1. what are the center and radius of

(a) $x^{2}+y^{2}=26$?
(b) $(x + 5)^{2}+(y - 4)^{2}=12$?

1. what is the equation of a circle with diameter 8 and center at the origin?

Explanation:

Step1: Recall the standard form of a circle equation

The standard - form of a circle equation is $(x - a)^2+(y - b)^2=r^2$, where $(a,b)$ is the center of the circle and $r$ is the radius.
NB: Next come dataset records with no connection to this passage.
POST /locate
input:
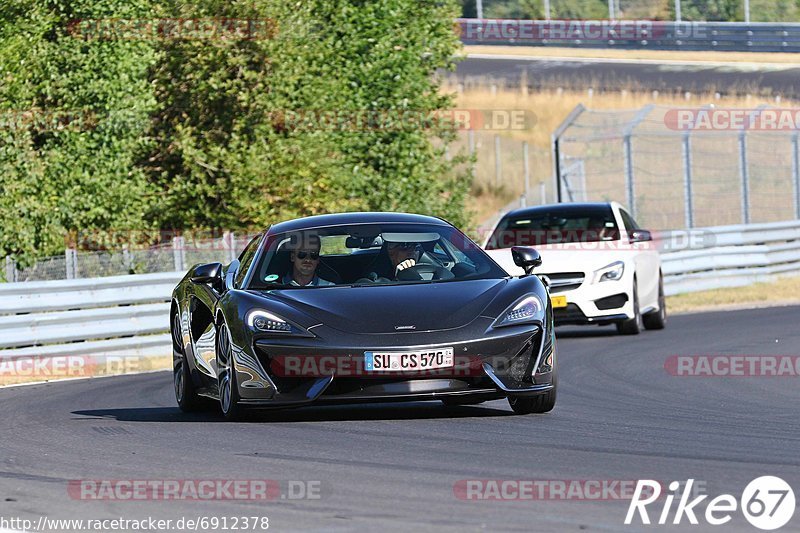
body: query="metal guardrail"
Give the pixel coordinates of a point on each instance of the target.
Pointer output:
(118, 315)
(634, 34)
(128, 315)
(733, 256)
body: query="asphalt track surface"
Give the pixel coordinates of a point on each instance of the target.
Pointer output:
(730, 78)
(392, 467)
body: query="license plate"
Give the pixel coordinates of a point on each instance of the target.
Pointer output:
(408, 361)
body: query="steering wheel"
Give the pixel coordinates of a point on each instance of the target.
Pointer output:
(413, 273)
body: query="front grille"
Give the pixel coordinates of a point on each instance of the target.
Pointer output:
(571, 314)
(612, 302)
(565, 281)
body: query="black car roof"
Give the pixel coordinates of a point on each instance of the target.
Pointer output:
(337, 219)
(563, 208)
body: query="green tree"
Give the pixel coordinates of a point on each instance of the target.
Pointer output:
(67, 141)
(225, 157)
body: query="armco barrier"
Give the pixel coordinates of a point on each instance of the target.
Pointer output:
(119, 315)
(634, 34)
(128, 315)
(734, 256)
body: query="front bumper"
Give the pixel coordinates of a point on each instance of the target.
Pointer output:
(518, 362)
(601, 303)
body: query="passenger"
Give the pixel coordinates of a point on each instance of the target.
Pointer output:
(305, 261)
(403, 255)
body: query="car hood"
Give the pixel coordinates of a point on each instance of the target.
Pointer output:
(564, 258)
(385, 308)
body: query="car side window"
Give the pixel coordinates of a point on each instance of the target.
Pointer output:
(630, 224)
(245, 259)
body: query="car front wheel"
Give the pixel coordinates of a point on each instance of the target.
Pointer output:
(226, 381)
(658, 319)
(632, 326)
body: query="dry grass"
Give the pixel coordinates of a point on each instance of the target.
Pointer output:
(784, 291)
(757, 58)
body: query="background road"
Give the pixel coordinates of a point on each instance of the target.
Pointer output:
(729, 78)
(620, 415)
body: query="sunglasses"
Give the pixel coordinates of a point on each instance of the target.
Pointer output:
(404, 245)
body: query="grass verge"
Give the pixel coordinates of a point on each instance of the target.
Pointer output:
(784, 291)
(39, 369)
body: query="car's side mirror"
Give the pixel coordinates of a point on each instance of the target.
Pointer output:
(210, 273)
(526, 258)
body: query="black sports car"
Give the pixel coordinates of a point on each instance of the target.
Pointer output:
(362, 307)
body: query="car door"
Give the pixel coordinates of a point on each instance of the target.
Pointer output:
(202, 308)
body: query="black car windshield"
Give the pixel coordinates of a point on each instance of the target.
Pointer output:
(555, 225)
(370, 254)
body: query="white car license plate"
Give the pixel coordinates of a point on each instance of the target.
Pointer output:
(408, 361)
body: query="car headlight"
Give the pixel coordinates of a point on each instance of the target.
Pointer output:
(528, 309)
(612, 272)
(265, 321)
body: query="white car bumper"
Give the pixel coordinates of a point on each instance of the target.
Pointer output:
(590, 302)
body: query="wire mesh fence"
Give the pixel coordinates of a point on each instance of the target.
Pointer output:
(684, 168)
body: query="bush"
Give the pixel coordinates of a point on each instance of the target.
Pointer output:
(189, 133)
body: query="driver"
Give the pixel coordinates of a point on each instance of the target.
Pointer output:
(394, 257)
(305, 260)
(403, 255)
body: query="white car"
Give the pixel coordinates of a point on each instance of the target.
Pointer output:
(601, 267)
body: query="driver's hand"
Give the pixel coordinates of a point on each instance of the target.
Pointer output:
(405, 264)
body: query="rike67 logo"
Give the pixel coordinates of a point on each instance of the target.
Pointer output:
(767, 502)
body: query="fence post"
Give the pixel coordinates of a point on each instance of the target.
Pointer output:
(526, 170)
(555, 144)
(179, 253)
(796, 174)
(474, 164)
(234, 255)
(687, 180)
(629, 181)
(498, 169)
(11, 269)
(629, 184)
(69, 263)
(745, 175)
(127, 259)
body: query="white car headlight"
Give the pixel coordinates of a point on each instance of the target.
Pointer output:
(265, 321)
(524, 311)
(612, 272)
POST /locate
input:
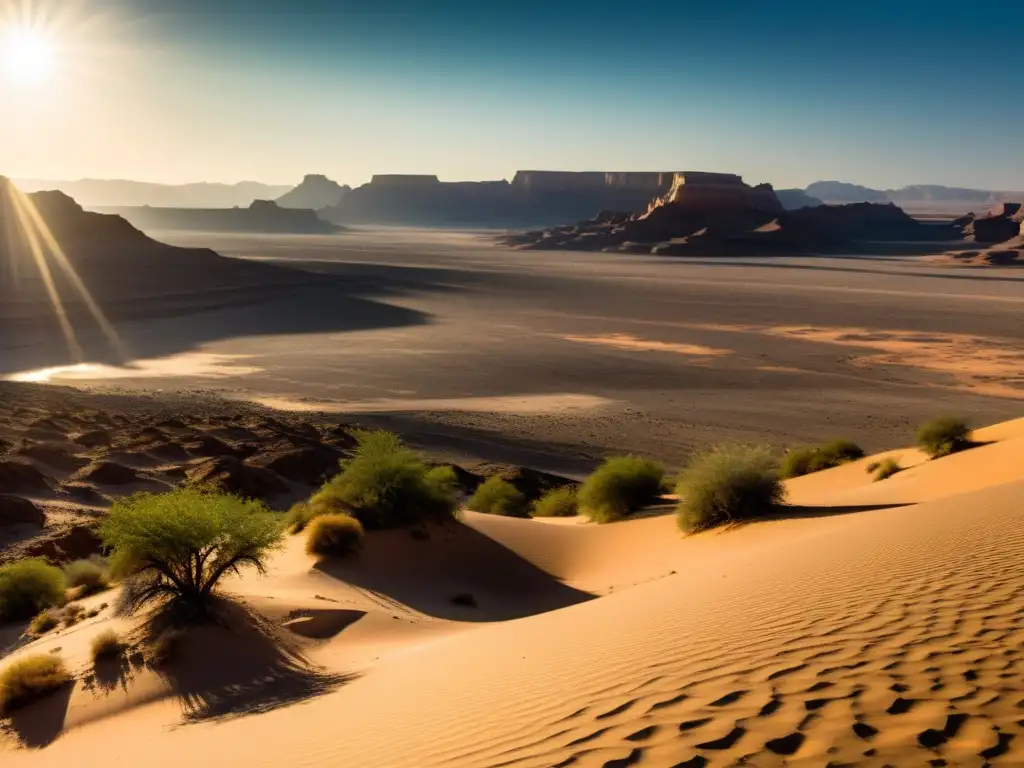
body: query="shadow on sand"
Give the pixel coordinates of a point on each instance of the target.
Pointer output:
(240, 664)
(40, 723)
(455, 560)
(339, 299)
Step2: Solve part (a) of question 1

For the equation $x^{2}+y^{2}=26$, we can rewrite it as $(x - 0)^2+(y - 0)^2=\sqrt{26}^2$. So the center $(a,b)=(0,0)$ and the radius $r = \sqrt{26}$.

Step3: Solve part (b) of question 1

For the equation $(x + 5)^2+(y - 4)^2=12$, comparing with the standard form $(x - a)^2+(y - b)^2=r^2$, we have $a=-5$, $b = 4$ and $r=\sqrt{12}=2\sqrt{3}$. So the center is $(-5,4)$ and the radius is $2\sqrt{3}$.

Step4: Solve question 2

Given the diameter $d = 8$, then the radius $r=\frac{d}{2}=4$ and the center is at the origin $(0,0)$. Using the standard - form of the circle equation $(x - a)^2+(y - b)^2=r^2$, substituting $a = 0$, $b = 0$ and $r = 4$, we get $x^{2}+y^{2}=16$.

Answer:

1. (a) Center: $(0,0)$, Radius: $\sqrt{26}$

(b) Center: $(-5,4)$, Radius: $2\sqrt{3}$

1. $x^{2}+y^{2}=16$